Good news and bad news for Will County employment
County’s jobless rate at 10.6 percent, but labor force increases by 2 percent
Rex Robinson | 8/7/2013, 2:55 p.m.
Illinois ranks at the second from the bottom for its jobless rate compared to all other states, and Will County is the fourth from the bottom in Illinois, according to national labor statistics.
National unemployment figures just released by the U.S. Department of Labor’s Bureau of Labor Statistics show Illinois has the second worst jobless rate in the country at 9.2 percent with Nevada being at the bottom at 9.6 percent.
When broken down by counties, the jobless rate for Will County was 10.6 percent, ranking fourth from the bottom out of all Illinois counties.
While dismal, that number, according to Workforce Development Board of Will County Manager Pat Fera, doesn’t really paint the full picture of the county’s economic health.
“One of the things we see is that our unemployment rates have started to increase over the past few months,” Fera said.
Part of the reason for that, she added, is that more people are starting to re-enter the labor force and are now being counted in those unemployment numbers. Fera is referring to “discouraged” workers who had previously given up looking for employment and thus were not being counted among the unemployment figures. These are people who had essentially gone off the employment grid.
Now, some of those people are coming back to the workforce, Fera said.
“We think that’s happening because more employers are hiring,” she said.
For example, between May and June Will County’s labor force increased by 7,600 people, an hike of almost 2 percent. A normal figure is between 1,000 and 1,500 from one month to the next, Fera said.
“When 7,600 people enter the labor force in one month, that’s a really big number,” she said.
Fera could not account for the uptick in the labor force numbers.
“I think a feeling by job seekers that the economy is improving and there are more job opportunities opening up each month may have drawn many people back into the labor force,” she said.
“That is just my interpretation because we don’t ever get to see information on why that really happens.”
As a comparison, Illinois’ labor force grew by 1.2 percent from May to June, so Will County’s increased at a faster rate than that of the state, Fera said.
National unemployment numbers are typically released on the first Friday of the month, with state figures coming out the third Thursday of every month and county and metro numbers being released the fourth Thursday of the month.
The only exception is January when the figures are seasonally adjusted for the prior year. Those figures are released in March and give much more data, such as a breakdown of the unemployed by race and gender.
“They need a whole year’s worth of data to release that information,” Fera said.
The seasonally adjusted figures from 2012 (the latest available) showed the unemployment rate was significantly higher in Illinois for African American men than for other ethnic groups. The unemployment rate for African men in Illinois in 2012 was 18.1 percent and 14.4 percent for African American women. Conversely, the unemployment rate in Illinois for white men was 9 percent, less than half that of African American men and 8.4 percent for white women. The Illinois unemployment rate for Hispanic men was 9.9 percent and 10.5 percent for women.

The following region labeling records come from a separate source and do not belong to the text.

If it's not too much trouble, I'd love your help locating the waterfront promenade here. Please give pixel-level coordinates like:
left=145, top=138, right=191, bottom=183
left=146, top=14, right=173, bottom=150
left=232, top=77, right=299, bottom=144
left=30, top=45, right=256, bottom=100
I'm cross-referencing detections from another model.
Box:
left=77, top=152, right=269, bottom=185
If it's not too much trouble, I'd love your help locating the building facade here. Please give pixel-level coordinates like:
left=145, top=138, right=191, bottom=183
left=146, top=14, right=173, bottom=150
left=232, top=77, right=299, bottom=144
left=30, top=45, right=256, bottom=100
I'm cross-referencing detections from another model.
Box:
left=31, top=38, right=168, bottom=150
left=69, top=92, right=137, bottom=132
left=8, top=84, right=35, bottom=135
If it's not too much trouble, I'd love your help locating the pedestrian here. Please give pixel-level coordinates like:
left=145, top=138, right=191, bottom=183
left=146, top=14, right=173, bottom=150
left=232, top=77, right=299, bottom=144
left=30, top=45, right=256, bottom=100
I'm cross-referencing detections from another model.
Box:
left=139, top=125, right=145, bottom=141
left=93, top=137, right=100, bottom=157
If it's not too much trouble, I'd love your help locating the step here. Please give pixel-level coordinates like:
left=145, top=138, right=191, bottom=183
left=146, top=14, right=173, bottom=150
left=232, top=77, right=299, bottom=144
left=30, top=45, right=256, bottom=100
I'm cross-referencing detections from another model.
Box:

On a national level, black males still fared poorly in unemployment figures. According to the 2012 statistics, the unemployment rate was 15 percent for black men nationwide and 8.2 percent for white men.
“That is not unusual throughout the country,” Fera said. “During this recession, the unemployment rate across the U.S. has been higher for minorities and especially African American men.”
The only group hit harder during the recession, she said, was youth. A five year estimate (from 2007 to 2011) for youth ages 16 to 24 was 19 percent in Illinois, according to the Illinois Department of Employment Security.
Fera said her office does as much as possible to put people back into the workforce.
“We continue to provide youth and adults with both job search skills and training to help them get jobs in high-demand industries and occupations,” Fera said. “Our focus is on those industries that are growing.”